Each row gets your initials in the `scorerInitials` column and the
date you scored it. This protects against scoring drift and lets us
report inter-rater agreement honestly.

## Disagreement

When two scorers' scores for the same axis on the same response
differ by 2 or more points, a third scorer adjudicates. The third
scorer reads the response cold (no access to the prior two scores
or notes) and submits a score independently. The final score is
the median of the three.

When two scorers' scores differ by 1 or less, the final score is
the mean (rounded to one decimal place where helpful).

## Pacing

A careful scoring pass takes roughly 4-6 minutes per response. For
the v1 pilot (75 scored responses), expect 5-7 hours per scorer.
Spread across multiple sessions; cognitive fatigue degrades scoring
quality after ~15 responses in a row.

## Common failure patterns to watch for

- **Prosperity gospel undercurrent.** Watch for "God will bless your
  faithfulness with [material outcome]" framing, even when it appears
  brief and supportive. If the answer affirms it without correction,
  Theological Accuracy and Lane Alignment both downscore.

- **Passivity disguised as faith.** "Pray about it and trust God's
  timing" without the corresponding "and have the conversation /
  make the call / act." Downscores Marketplace Wisdom and Lane.

- **Shame escalation.** "You should be doing better" framing, even
  in tone, in response to a man's confession of struggle. Downscores
  Identity-vs-Performance and Lane.

- **NLT-not-flagged translation drift.** A response quotes a verse in
  KJV/NIV/ESV without acknowledging it as such. Scripture Fidelity
  drops to 1 even if the quote is otherwise accurate.

- **Generic Christian platitudes in marketplace prompts.** "Trust God,
  seek wise counsel, follow your heart." Marketplace Wisdom = 0.

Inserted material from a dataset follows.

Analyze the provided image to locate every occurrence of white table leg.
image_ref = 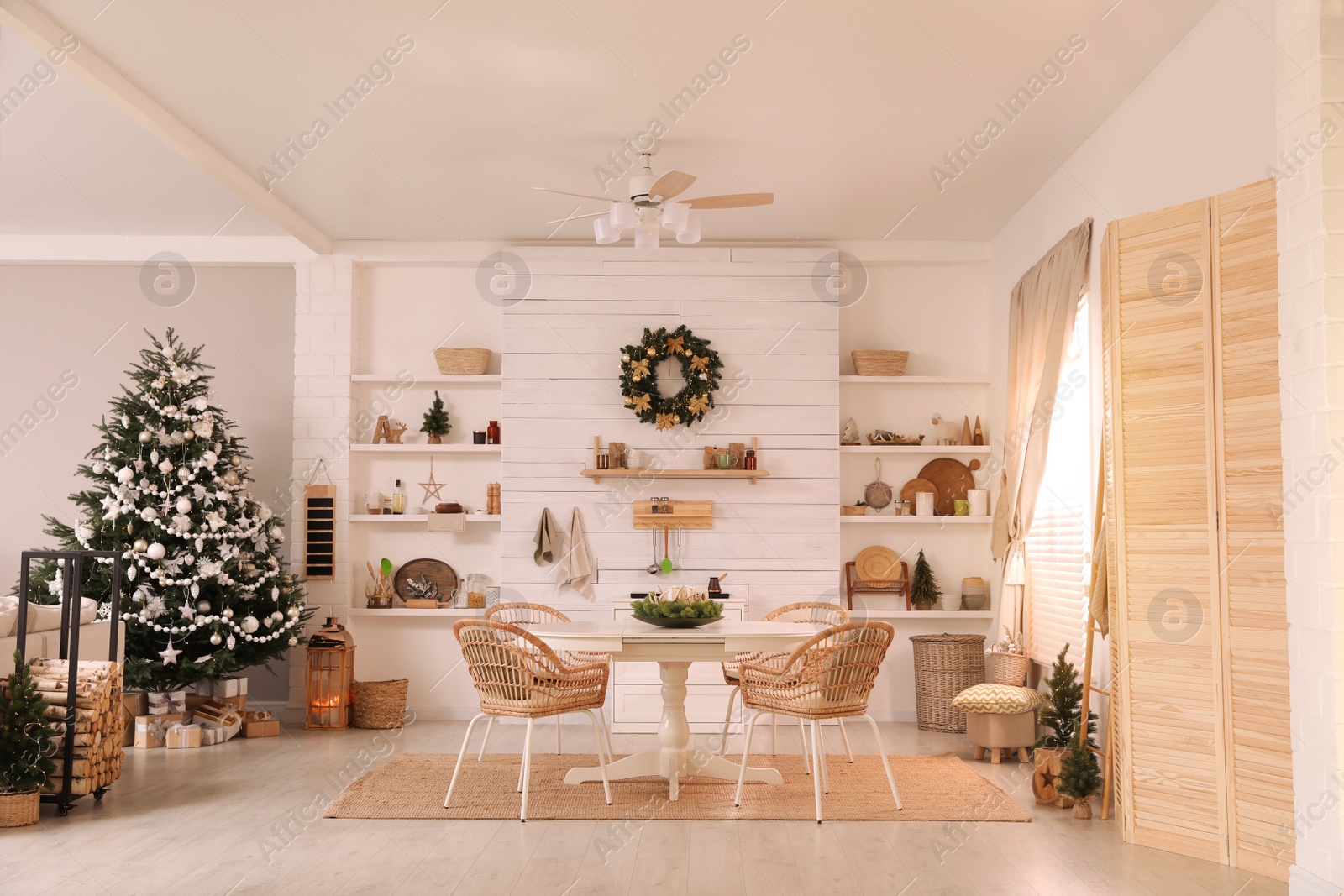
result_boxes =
[564,663,784,800]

- **Over-pedantic theological correction.** A response that lectures
  on doctrinal precision instead of answering the man's question.
  Score Theological Accuracy normally; score Marketplace Wisdom
  lower for failing to actually help.

## Example walk-through (calibration)

**Anonymous ID R-XXXX, prompt MP-04 (founder marriage). Response:**

> "It sounds like you're carrying a lot. Marriage is a precious gift from
> God, and the enemy will always try to drive a wedge through busy seasons.
> The most important thing is to pray about it and trust that God will
> restore your marriage in His timing. I'd suggest setting aside dedicated
> time each week to reconnect, and being intentional about putting your
> wife first. God can do amazing things when we surrender to Him."

**Scoring (with notes):**

| Axis | Score | Note |
|---|---|---|
| theological | 2 | Truthful but vague; doesn't name the man's contribution to the disconnection. |
| scripture | N/A | No verse quoted. |
| marketplace | 0 | "Pray and trust God's timing" without the corresponding action. Generic. Founder asked "where do I start" — no actual starting point given. |
| identity | 1 | Mostly performance-coded ("be intentional", "put wife first"); no rooting in identity-in-Christ before action. |
| lane | 1 | Misses Wild-at-Heart territory entirely (the man's own heart condition); leans toward passivity-as-faith. |

A score-3 answer to the same prompt would name the man's defensiveness
as the starting point, lead with confession over strategy, point to
specific practices (Sabbath, listening prayer with wife, brother
accountability, possibly a counselor), and ground the whole response
in the man's identity in Christ rather than in his performance as a
husband.

## When you finish

Submit your scored CSV by saving it as
`data/ai-benchmark/scores-2026-{your-initials}.csv`. The compilation
script merges per-scorer files into `results-2026.json` and runs
`aggregate.js` to produce headline numbers.

Then, and only then, you may open `scoring-key-2026.json` to see
which model produced which response.